Studies, which have assessed XGP from radiological point of view, reported that it was difficult to make diagnosis preoperatively but there still were certain radiological signs. These signs are extended and local enlargement in the kidneys, kidney or ureteral stones, enlarged kidney on ultrasound, pyonephrosis, multiple subcortical anechoic lesions, extended enlarged kidney on CT and multiple sites with abscess density at the parenchyma. Ultrasound findings of our case were advanced enlargement of the kidney, a 22 mm stone in the pelvis and advanced hydronephrosis. Multislice CT and abdominal MRI findings of our case were advanced enlargement in the size of the left kidney (extended to the pelvis), advanced stage hydronephrosis, advanced thinning of the parenchyma, a 3 cm stone at the pelvis and a 2 cm stone at the lower pole. There was slight enlargement of the liver.

Leukocytosis and  anemia have been reported in laboratory tests in 83% and 61% of XGP patients (4,12). Leukocytosis and anemia results of the complete blood count in our case did not support these findings.

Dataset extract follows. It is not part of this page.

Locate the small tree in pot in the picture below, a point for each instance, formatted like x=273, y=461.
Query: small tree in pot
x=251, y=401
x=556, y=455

The bacteria, which grow in the urine culture are mainly Escherichia coli and Proteus mirabilis and Pseudomonas aeruginosa to a lesser extent (4,13). Since the left kidney was dysfunctional in our patient, there were no leukocytes in urine and no culture growth as well.

XGP is a rare disease with a varying clinical course, which is difficult to diagnose and treatment of which results in organ loss (nephrectomy).

Ethics

Informed Consent: Informed consent was obtained from the patient.

Peer-review: Externally peer-reviewed.

Financial Disclosure: The author declared that this study received no financial support.